Lange hat der Mitarbeiter mit dem exzellenten Fachwissen in seinem Bereich am Aufstieg gearbeitet. Schließlich ist die Beförderung geschafft. Doch mit dem neuen Job fangen die Probleme an - vor allem, wenn der Vorgesetzte vorher Kollege seiner jetzigen Mitarbeiter war. „Der Einstieg in die Führungsrolle kann schwierig sein“, sagt Achim Mollbach, Bereichsleiter und Management-Coach bei Kienbaum Consultants in Düsseldorf. „Er verändert die Grundarchitektur von Beziehungen.“ Alle Mitarbeiter eines Teams befanden sich vor der Beförderung auf der gleichen Ebene. „Plötzlich geraten diese Beziehungen in eine Schieflage.“

„Die früheren Kollegen kennen die Stärken und Schwächen ihres neuen Chefs, das macht die Situation mitunter kompliziert“, erzählt Michael Krämer. Er ist Professor für Psychologie an der Fachhochschule Münster und Präsident des Berufsverbandes Deutscher Psychologinnen und Psychologen (BDP). Ein Teamleiter, der aus einer anderen Firma kommt, habe einen Autoritätsvorsprung, den die Mitarbeiter dem ehemaligen Kollegen nicht gewähren.

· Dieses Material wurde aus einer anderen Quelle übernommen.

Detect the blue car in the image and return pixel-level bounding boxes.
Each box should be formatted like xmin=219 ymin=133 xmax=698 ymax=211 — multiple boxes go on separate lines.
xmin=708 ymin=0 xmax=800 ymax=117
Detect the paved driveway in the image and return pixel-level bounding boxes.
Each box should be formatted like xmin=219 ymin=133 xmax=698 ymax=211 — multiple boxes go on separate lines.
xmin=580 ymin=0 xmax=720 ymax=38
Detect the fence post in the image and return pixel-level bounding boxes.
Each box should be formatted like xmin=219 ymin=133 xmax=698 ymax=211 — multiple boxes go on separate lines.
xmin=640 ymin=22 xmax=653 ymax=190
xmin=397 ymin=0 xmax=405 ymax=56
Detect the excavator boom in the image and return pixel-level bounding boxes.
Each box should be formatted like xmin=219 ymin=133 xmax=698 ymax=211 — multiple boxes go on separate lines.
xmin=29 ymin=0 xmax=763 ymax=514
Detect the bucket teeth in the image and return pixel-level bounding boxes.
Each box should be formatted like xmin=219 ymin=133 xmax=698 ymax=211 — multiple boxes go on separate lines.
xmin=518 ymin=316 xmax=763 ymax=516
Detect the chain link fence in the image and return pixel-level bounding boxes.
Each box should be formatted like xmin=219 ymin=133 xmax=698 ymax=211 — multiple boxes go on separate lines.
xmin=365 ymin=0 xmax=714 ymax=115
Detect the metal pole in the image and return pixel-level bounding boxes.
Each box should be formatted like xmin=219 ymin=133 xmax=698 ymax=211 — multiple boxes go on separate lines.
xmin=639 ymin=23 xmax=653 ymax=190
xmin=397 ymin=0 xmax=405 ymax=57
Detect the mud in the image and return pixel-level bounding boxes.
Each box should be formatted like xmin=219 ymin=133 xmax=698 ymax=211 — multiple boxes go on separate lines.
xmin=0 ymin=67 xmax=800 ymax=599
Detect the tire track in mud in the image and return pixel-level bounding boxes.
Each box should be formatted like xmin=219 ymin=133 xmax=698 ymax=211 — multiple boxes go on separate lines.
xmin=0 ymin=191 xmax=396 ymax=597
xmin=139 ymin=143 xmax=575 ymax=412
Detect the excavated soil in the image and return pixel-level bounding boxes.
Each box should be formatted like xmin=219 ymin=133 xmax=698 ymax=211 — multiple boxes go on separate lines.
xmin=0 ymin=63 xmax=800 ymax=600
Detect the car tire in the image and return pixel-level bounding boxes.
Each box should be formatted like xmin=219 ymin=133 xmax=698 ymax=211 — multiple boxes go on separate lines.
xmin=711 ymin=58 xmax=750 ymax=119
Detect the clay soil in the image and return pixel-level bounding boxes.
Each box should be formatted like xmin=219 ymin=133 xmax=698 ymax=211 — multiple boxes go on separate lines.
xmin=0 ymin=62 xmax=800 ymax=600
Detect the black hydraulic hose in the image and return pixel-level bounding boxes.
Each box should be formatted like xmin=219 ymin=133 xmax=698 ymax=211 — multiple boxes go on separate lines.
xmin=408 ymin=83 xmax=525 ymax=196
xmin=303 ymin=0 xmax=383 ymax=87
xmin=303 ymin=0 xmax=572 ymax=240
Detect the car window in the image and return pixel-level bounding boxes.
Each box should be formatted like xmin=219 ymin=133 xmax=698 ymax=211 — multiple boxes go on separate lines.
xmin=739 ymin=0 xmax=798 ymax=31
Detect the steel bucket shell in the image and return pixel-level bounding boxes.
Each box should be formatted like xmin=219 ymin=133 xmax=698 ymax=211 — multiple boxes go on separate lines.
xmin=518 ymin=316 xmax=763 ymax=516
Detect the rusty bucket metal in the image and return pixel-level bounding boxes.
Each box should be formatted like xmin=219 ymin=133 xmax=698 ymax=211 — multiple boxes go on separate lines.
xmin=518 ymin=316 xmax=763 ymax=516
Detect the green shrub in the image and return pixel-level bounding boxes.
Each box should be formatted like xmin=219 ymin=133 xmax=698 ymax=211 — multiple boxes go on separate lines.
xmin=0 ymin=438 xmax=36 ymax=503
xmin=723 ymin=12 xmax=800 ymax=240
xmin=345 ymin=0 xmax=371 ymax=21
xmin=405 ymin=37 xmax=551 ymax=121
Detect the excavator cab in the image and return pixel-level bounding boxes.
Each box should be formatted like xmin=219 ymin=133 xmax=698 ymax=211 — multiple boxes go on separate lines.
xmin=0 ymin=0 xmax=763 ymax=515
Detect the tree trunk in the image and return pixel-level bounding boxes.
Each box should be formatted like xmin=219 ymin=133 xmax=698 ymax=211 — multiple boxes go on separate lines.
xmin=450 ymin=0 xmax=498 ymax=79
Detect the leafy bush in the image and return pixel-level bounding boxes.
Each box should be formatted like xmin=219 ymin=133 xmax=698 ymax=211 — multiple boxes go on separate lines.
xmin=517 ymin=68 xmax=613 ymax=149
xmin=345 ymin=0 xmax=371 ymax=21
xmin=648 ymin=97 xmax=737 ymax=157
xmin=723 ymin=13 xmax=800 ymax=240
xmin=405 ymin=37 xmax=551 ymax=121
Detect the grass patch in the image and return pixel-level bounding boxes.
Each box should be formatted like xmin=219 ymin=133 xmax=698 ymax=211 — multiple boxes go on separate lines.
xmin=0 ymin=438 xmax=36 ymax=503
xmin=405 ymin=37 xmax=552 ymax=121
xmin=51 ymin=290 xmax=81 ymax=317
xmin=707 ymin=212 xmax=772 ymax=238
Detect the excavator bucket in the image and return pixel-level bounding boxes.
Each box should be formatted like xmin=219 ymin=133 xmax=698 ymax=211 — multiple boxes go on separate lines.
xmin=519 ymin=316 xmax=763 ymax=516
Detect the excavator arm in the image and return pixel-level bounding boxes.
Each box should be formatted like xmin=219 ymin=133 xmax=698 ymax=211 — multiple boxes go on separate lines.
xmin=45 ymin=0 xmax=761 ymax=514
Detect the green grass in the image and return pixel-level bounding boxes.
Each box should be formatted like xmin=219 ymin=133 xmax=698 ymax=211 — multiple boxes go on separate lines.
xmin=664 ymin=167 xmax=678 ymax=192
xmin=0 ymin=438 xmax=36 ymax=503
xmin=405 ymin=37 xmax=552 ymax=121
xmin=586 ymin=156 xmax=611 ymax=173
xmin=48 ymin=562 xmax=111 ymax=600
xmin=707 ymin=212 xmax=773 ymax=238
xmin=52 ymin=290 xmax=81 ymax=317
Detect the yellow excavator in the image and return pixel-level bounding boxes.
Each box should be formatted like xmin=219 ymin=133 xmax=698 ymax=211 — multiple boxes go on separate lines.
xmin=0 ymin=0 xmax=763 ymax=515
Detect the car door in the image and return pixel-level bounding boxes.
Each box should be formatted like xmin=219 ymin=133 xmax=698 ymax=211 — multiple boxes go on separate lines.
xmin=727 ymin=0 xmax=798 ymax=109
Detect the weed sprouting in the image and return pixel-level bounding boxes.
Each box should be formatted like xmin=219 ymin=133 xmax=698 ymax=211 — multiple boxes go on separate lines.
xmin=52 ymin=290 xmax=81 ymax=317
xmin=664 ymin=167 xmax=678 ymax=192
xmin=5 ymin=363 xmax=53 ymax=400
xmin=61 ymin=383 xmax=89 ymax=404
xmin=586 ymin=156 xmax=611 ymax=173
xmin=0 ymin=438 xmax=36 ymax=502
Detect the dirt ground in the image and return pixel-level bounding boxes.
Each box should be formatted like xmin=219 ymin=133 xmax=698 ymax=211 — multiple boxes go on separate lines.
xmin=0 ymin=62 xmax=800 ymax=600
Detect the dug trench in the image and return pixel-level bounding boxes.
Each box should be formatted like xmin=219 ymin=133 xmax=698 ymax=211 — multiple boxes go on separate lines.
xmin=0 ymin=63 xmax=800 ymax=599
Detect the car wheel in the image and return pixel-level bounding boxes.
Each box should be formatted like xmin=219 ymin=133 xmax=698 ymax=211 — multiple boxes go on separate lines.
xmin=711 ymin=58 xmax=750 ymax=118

Das Wichtigste in dieser Situation ist ein guter Einstand in den Job, erzählt Dagmar Kohlmann. Sie ist Geschäftsführerin der DKS-Akademie in München und Ratgeber-Autorin zum Thema. Ideal für den neuen Vorgesetzten und sein Team wäre, durch den Prozess begleitet zu werden. „Das passiert allerdings in der Realität viel zu selten“, erzählt Jürgen Goldfuß, Berater aus Spaichingen. Nur wenige Führungskräfte werden gezielt auf die neuen Aufgaben vorbereitet oder bekommen einen Mentor zur Seite gestellt.

Besonders schwer falle es den neuen Chefs in vielen Fällen, das richtige Maß an Autorität aufzubauen. „Wenn zu wenig Führung da ist, gibt es ein Vakuum“, erläutert Mollbach. Allzu strenge Vorgesetzte machen sich das Leben aber oft unnötig schwer. „Es ist ein großer Fehler, auf einmal den Chef raushängen zu lassen“, sagt Berater Goldfuß.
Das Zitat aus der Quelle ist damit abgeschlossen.